Jesus thought belief was already quite possible and justified by OT scriptural revelation:

Luke 16:27-31 And he said, `Then I beg you, father, to send him to my father’s house, [28] for I have five brothers, so that he may warn them, lest they also come into this place of torment.’ [29] But Abraham said, `They have Moses and the prophets; let them hear them.’ [30] And he said, `No, father Abraham; but if some one goes to them from the dead, they will repent.’ [31] He said to him, `If they do not hear Moses and the prophets, neither will they be convinced if some one should rise from the dead.'”

I could come up with all kinds of passages about this. Here’s one:

John 5:39-40, 44-47 You search the scriptures, because you think that in them you have eternal life; and it is they that bear witness to me; [40] yet you refuse to come to me that you may have life. . . . [44] How can you believe, who receive glory from one another and do not seek the glory that comes from the only God? [45] Do not think that I shall accuse you to the Father; it is Moses who accuses you, on whom you set your hope. [46] If you believed Moses, you would believe me, for he wrote of me. [47] But if you do not believe his writings, how will you believe my words?”

The Pharisees failed to accept what Jesus sure seems to assume (from what we see Him saying) was clear and manifest. This is much of the point, e.g., in OT prophecies being cited in the NT (esp. in Matthew). The argument there was that it was plain that Jesus was fulfilling these prophecies that all the Pharisees were quite familiar with. Even Herod’s advisors knew that the Messiah was to be born in Bethlehem. All Jews knew that.
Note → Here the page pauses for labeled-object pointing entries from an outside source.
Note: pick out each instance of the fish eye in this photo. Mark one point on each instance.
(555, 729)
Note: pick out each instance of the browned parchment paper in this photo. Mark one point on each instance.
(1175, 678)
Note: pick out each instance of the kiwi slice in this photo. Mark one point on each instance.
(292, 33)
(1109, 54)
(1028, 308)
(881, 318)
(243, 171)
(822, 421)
Jews even knew something about a suffering Messiah, from Isaiah. They still did after Jesus (I’ve studied quite a bit about their views of the Messiah). That wasn’t completely unknown. They just didn’t like it or want it, because it’s natural to yearn for the conqueror and not the suffering servant.

Stubbornness and pride adversely affect logic, as anyone who does evangelism and apologetics is surely familiar with from a million examples. The late great Steven Jay Gould (himself an agnostic) used to write whole books about how pride and stubbornness and human bias and party affiliations affected good science and sometimes caused atrocious pseudo-science, like phrenology or the hoax of Piltdown Man.

It works the same way in religious matters! We can all see it in our own lives, in things we’ve had to learn the hard way (very much true in my case, as I am a stubborn Scotsman!).

I would contend that Jesus brings both these themes together, with regard to the Pharisees. He’s saying, in effect, “your stubborn spiritual pride blinds you to what is manifest in Scripture.” So He argues (paraphrase): “all you gotta do is go as far as Moses and He is already speaking about Me. Yet for some odd reason you (who fancy yourselves such masters of Scripture) reject Me.”

Unbelievers today are vastly more ignorant than educated Jews at the time of Jesus. Thus, they get a lot more of a pass for ignorance. For that very different theme, see Romans 2 or St. Paul’s discourse on Mars Hill in Athens (Acts 17:16-33).

I think there is a lot here in these Bible passages for us to ponder: about human pride, stubbornness, lack of faith, and unbelief.